Meditations on ‘Place’ #1. When places love us back…

Meditations on ‘Place’ #1. When places love us back…


This is the first of three blogs where I reflect on the theme of ‘place’ in coaching.

When my coaching client’s face flickered into focus on Skype earlier this week, I could tell immediately that he was stressed. When he spoke, his voice communicated tension even as he feigned some cheery pleasantries. He was having a tough time making the transition into a Directorship of his firm. As he began to share what was troubling him, I allowed images to form in my imagination (as I often do, when ‘tuning in’ to a client’s story). I saw a view of a mountain, an ocean shore, a woodland… all images of places. I began to wonder if my client’s despair was somehow connected to his struggle to find his place in the firm?

In Constellations work, we talk of the way that fully occupying our place in a system can restore our vitality, enable us to make our unique contribution, and contribute to the harmony and flow of the team/organisation or family/community as a whole. Equally, when for some reason we don’t take our place or allow it to be withheld or taken from us, the systemic ‘drag factors’ multiply and misery results. So, for example, a leader who is reluctant to use her authority, or a consultant who tries to influence his client’s team, or this new Director working through succession issues while feeling that he didn’t deserve his promotion, get entangled in messy group dynamics that can derail projects.

After our call, I reflected more deeply on the power of ‘place’. The images that came to me not only gave me a diagnostic clue, but suggested something quite healing, an intervention that I think is under-explored by us as coaches. It is about how we use the affordance of topography – of a literal place – to help ‘ground’ our clients, to help open them up both literally and metaphorically to new perspectives, to remind them and to reconnect them to borders beyond where they currently stand…

For example, a couple of Summers ago, I suggested to an exhausted and overwhelmed Chief Executive I was coaching that we leave his air-conditioned office and go sit beside the river nearby.
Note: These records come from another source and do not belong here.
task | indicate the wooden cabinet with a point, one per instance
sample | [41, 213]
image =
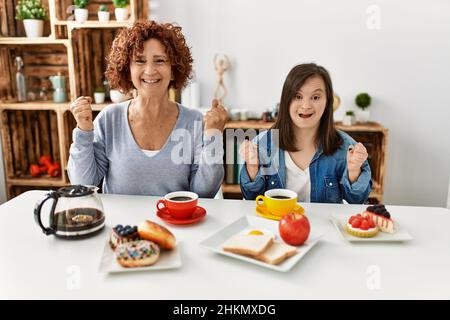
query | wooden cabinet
[75, 50]
[371, 134]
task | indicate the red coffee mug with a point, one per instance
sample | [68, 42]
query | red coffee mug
[179, 204]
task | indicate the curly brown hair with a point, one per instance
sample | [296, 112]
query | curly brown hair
[130, 41]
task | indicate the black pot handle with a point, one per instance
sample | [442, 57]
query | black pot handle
[37, 211]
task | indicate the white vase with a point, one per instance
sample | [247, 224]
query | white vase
[363, 115]
[116, 96]
[99, 97]
[121, 14]
[348, 120]
[33, 27]
[103, 16]
[81, 15]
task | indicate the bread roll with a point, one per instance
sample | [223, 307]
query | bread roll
[152, 231]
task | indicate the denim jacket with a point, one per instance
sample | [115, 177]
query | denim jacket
[328, 174]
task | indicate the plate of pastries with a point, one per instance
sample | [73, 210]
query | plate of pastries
[145, 247]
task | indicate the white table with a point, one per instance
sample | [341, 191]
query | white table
[33, 265]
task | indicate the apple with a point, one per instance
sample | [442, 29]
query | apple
[294, 229]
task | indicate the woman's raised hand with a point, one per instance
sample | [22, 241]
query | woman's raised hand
[82, 111]
[249, 152]
[356, 155]
[216, 117]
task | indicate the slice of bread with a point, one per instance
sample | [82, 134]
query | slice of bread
[251, 245]
[277, 253]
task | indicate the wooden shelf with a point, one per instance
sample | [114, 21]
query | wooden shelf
[28, 41]
[371, 134]
[45, 105]
[94, 24]
[259, 124]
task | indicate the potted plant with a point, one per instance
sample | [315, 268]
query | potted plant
[81, 13]
[99, 95]
[121, 11]
[349, 118]
[33, 14]
[103, 13]
[363, 101]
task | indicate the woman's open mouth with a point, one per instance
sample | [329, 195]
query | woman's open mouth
[305, 115]
[151, 81]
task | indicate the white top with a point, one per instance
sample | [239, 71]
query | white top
[150, 153]
[34, 265]
[297, 179]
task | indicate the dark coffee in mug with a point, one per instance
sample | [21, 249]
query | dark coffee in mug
[181, 199]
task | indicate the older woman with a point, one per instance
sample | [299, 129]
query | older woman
[148, 145]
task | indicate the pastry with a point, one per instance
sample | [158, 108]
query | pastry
[121, 234]
[152, 231]
[381, 217]
[360, 226]
[138, 253]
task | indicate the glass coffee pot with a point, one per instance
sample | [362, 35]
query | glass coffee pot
[76, 212]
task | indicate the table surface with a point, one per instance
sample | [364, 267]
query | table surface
[37, 266]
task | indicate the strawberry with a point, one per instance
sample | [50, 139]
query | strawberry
[364, 225]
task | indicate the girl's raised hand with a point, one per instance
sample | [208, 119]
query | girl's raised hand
[82, 111]
[356, 155]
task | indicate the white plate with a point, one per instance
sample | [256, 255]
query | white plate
[215, 241]
[167, 260]
[340, 220]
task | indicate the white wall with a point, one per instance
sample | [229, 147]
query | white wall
[404, 65]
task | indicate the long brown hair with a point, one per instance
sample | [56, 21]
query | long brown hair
[327, 137]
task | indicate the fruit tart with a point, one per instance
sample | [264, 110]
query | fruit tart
[360, 226]
[381, 217]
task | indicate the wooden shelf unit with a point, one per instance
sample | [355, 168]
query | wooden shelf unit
[371, 134]
[76, 50]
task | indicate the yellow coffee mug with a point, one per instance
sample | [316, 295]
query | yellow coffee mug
[277, 201]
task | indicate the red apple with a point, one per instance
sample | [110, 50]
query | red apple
[294, 229]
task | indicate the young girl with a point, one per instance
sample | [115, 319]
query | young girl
[303, 151]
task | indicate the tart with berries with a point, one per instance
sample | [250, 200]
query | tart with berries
[381, 217]
[121, 234]
[361, 226]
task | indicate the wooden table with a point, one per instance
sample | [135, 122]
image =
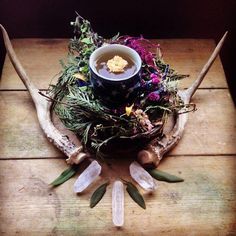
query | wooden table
[204, 204]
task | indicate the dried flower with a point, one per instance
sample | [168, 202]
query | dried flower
[143, 119]
[154, 96]
[128, 110]
[155, 79]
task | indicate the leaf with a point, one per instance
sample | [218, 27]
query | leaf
[98, 194]
[135, 194]
[64, 176]
[163, 176]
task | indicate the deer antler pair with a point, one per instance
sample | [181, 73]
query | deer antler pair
[150, 156]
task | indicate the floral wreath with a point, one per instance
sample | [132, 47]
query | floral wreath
[99, 126]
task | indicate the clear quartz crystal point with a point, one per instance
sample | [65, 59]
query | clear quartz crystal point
[118, 203]
[142, 177]
[87, 177]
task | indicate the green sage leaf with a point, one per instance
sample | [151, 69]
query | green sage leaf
[64, 176]
[163, 176]
[98, 194]
[135, 194]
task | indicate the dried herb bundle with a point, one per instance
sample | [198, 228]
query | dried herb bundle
[94, 123]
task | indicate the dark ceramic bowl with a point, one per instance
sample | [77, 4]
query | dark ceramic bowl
[115, 92]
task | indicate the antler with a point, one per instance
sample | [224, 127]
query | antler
[152, 155]
[43, 107]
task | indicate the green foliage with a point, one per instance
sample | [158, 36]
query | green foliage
[163, 176]
[94, 123]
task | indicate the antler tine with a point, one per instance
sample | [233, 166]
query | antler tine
[192, 89]
[43, 107]
[153, 153]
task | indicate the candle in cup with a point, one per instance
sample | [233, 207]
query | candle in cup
[115, 66]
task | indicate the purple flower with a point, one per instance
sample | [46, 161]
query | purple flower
[155, 78]
[154, 96]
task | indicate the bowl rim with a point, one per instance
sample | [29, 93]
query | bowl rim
[92, 59]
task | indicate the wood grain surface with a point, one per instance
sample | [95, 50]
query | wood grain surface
[204, 204]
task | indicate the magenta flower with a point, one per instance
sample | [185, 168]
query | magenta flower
[155, 78]
[154, 96]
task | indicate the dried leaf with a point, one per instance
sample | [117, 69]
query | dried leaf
[142, 177]
[163, 176]
[135, 194]
[98, 194]
[87, 177]
[64, 176]
[118, 203]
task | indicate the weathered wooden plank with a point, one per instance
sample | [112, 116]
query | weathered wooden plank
[40, 57]
[210, 130]
[204, 204]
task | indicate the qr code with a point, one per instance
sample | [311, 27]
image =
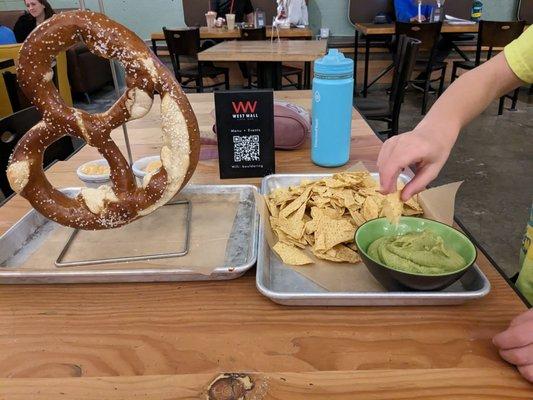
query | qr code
[246, 148]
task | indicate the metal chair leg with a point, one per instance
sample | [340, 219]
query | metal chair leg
[454, 73]
[515, 99]
[441, 85]
[226, 79]
[500, 106]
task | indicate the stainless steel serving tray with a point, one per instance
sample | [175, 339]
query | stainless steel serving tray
[23, 238]
[286, 286]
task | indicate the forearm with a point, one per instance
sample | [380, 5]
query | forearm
[468, 96]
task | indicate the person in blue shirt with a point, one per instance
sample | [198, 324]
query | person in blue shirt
[407, 11]
[6, 35]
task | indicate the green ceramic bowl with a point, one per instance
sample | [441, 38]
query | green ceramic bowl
[395, 280]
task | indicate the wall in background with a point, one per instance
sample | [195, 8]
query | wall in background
[145, 16]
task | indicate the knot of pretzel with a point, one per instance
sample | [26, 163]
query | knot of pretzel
[123, 202]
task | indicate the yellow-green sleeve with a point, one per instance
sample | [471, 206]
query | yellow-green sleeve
[519, 55]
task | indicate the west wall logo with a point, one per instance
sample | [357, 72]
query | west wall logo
[244, 109]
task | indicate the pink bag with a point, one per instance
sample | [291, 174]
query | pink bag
[292, 125]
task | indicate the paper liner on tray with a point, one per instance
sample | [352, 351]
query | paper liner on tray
[438, 204]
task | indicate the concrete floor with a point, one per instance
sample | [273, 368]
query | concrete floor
[494, 157]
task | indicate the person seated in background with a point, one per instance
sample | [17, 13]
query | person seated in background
[407, 11]
[6, 35]
[243, 10]
[37, 11]
[291, 12]
[430, 143]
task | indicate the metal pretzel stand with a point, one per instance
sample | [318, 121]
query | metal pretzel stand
[180, 253]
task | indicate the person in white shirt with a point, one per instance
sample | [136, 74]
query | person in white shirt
[291, 12]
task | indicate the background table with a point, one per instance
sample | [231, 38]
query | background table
[269, 55]
[171, 340]
[225, 34]
[373, 32]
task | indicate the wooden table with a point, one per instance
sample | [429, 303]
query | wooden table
[225, 34]
[269, 55]
[171, 340]
[373, 32]
[6, 63]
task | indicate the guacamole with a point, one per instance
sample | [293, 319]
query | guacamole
[416, 252]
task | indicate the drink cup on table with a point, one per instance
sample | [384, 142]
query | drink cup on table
[210, 18]
[230, 21]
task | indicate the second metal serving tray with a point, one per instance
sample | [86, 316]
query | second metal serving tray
[285, 286]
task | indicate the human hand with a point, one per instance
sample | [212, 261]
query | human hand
[516, 344]
[427, 148]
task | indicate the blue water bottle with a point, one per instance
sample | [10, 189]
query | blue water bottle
[332, 110]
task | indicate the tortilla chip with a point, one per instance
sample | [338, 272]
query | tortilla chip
[370, 208]
[392, 207]
[291, 255]
[296, 204]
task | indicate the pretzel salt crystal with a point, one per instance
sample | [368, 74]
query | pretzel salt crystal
[105, 207]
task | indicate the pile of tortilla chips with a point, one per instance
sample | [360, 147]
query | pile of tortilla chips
[324, 215]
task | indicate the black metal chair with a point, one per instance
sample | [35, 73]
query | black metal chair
[287, 71]
[428, 34]
[493, 34]
[186, 42]
[389, 111]
[12, 128]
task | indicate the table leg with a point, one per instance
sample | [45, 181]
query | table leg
[307, 73]
[355, 53]
[269, 75]
[460, 52]
[367, 57]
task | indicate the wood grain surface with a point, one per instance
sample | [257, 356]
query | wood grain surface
[223, 33]
[438, 384]
[265, 50]
[368, 28]
[171, 340]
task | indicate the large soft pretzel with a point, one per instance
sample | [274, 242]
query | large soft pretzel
[105, 207]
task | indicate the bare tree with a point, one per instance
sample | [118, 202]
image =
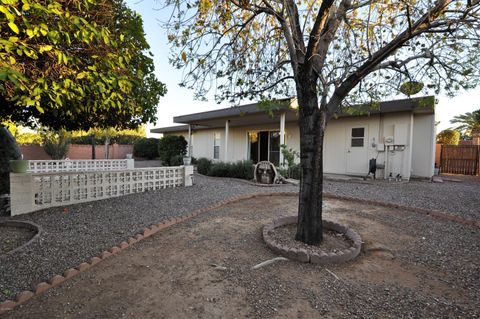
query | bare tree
[331, 54]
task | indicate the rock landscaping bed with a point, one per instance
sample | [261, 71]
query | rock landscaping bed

He tentatively agreed, and after finding a spot, we sat in the long grass and had a period of silence, contemplating the water flowing by, and the meadow buttercups, and the expanse of sky. When we resumed our conversation, he shared at a depth he had never done before, and we surfaced issues and possibilities that led to transformational action.

The novelist Rebecca Solnit writes beautifully about this – about how we often talk of our love of places, but seldom about the ways that places can love us back:

They give us continuity, something to return to, and offer a familiarity that allows some portion of our own lives to remain connected and coherent. They give us an expansive scale in which our troubles are set into context, in which the largeness of the world is a balm to loss, trouble, and ugliness. And distant places give us refuge in territories where our own histories aren’t so deeply entrenched and we can imagine other stories, other selves, or just drink up quiet and respite. The bigness of the world is redemption. Despair compresses you into a small space, and a depression is literally a hollow in the ground. To dig deeper into the self, to go underground, is sometimes necessary, but so is the other route of getting out of yourself, into the larger world, into the openness in which you need not clutch your story and your troubles so tightly to your chest. Being able to travel both ways matters, and sometimes the way back into the heart of the question begins by going outward and beyond. This is the expansiveness that sometimes comes literally in a landscape or that tugs you out of yourself in a story.”

Business theorist Ikujiro Nonaka, wrote in the Califonian Management Review (1) some time ago, about ‘Ba’ – how the ‘spirit of the place’ can provide a platform for advancing individual and collective knowledge. Nonaka called for a different kind of leadership, where we could open to the transformational possibilities of a ‘ba’ – of a place.

How do you draw o the possibilities of 'place' in your coaching?


  1. Nonaka, I. and Konn, N., (1998), The Concept of ‘Ba. Building a Foundation for Knowledge Creation’. Californian Management Review, 40:3, 40 – 54.